Apparent counterexample in the theorem that term functions form a clone.

Question

Consider the structure $(\mathbb{R};)$, that is, just the set $\mathbb{R}$ with no operations, constants, or relations. We have a countably infinite set of variables $x_1, x_2, x_3, ...$. A term function, in this structure, is simply represented by a variable, since there are no operations or constants. I have read that term functions always form a clone. In this case, it would be the minimal clone of all and only the projection functions. However, I don't think we actually get all the projection functions. For example, consider the 3-ary projection function which gives the second coordinate. I don't think there is a term function that represents the function. Because, for any $x_n$, it represents the n-ary projection function that gives the n-th coordinate. I am puzzled by this. I thought term functions always form a clone.

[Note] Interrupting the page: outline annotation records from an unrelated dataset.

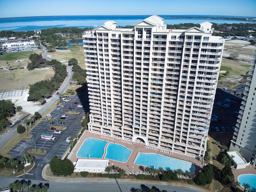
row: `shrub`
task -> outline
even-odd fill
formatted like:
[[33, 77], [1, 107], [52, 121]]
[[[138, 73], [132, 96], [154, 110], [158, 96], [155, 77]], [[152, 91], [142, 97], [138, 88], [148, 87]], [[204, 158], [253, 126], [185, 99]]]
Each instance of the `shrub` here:
[[145, 175], [141, 174], [136, 175], [135, 177], [137, 179], [138, 179], [139, 180], [143, 180], [143, 179], [144, 179], [145, 176], [146, 176]]
[[188, 184], [189, 184], [190, 185], [194, 185], [195, 184], [195, 182], [192, 180], [190, 180], [190, 179], [188, 179], [187, 180], [187, 181]]
[[86, 177], [89, 174], [89, 172], [87, 171], [82, 172], [80, 172], [80, 174], [81, 174], [81, 176], [82, 177]]
[[19, 125], [17, 127], [17, 132], [18, 133], [22, 133], [26, 130], [25, 127], [21, 125]]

I would like a clarification of what a term function actually is, and the proof that term functions, under a suitable definition, actually form a clone.

Answer 1

I follow the terminology in Burris and Sankappanavar, on the definition of projections.
There,

Definition II.10.2. Given a term $p(x_1, \ldots, x_n)$ of type $\mathscr F$ over some set $X$ and given an algebra $\mathbf A$ of type $\mathscr F$ we define a mapping $p^{\mathbf A}:A^n \to A$ as follows:

(1) if $p$ is a variable $x_i$, then $$p^{\mathbf A}(a_1,\ldots,a_n)=a_i$$ for $a_1, \ldots, a_n \in A$, i.e., $p^{\mathbf A}$ is the $i$th projection map;
(2) [...]

So $x_n$ represents any projection function $p$ on $m \geq n$ coordinates such that $p(a_1, \ldots, a_m) = a_n$, and not just the $n$-ary projection.

That must be the source of your confusion.
It's possible that other authors have a different definition, but I suppose it must be equivalent.
So in your particular case $p(x_1,x_2,x_3)=x_2$ is given precisely by the variable $x_2$.